What to Do About High Interest Rate Credit Cards
Why would someone refinance in today’s high interest rate environment?
You probably think no one is refinancing right now with interest rates in the high 6s. But that is not true. In March, I had five closings. Two were for purchases, but three were refinances. All this despite current high interest rates.
So, why would someone refinance in today’s interest rate environment? One reason is to change the title and buy out another spouse’s interest in a property due to separation and divorce. As many of you know, helping separating and divorcing clients with their mortgage needs is a focus of my practice.
Debt Consolidation
On the other hand, reason number two is more universal—debt consolidation. Last week, I met with a couple. They had a first mortgage of $300,000 at 4.5%, a home equity line (HELOC) of $200,000 at 9%, and credit card debt of $90,000 at an average rate of 22%. Their house was valued at approximately $950,000. The payments on all this debt were a struggle to meet each month.
One option to get them out of this financial struggle was to sell the house, pay off debt, and find somewhere less expensive to live. But they really did not want to leave their home, their neighbors, and their community. So, another option was to refinance.
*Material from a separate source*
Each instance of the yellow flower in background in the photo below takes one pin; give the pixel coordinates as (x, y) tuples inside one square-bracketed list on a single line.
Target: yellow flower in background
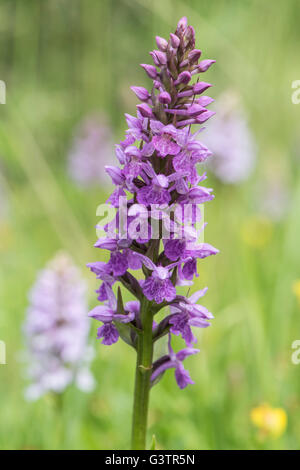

By refinancing and paying off the first mortgage, HELOC, and all the credit card debt, their monthly cash flow would improve by over $1000/month.
There are many reasons people enter the nightmare world of credit card debt. I don’t judge, and honestly, I have been there. In 2008 and 2009, I used credit cards to keep my business open. Was that a smart thing to do? Well, I still have my business and love what I do, so maybe? But the weight (and embarrassment) of the credit card debt was uncomfortable, and it took me five years to pay it off.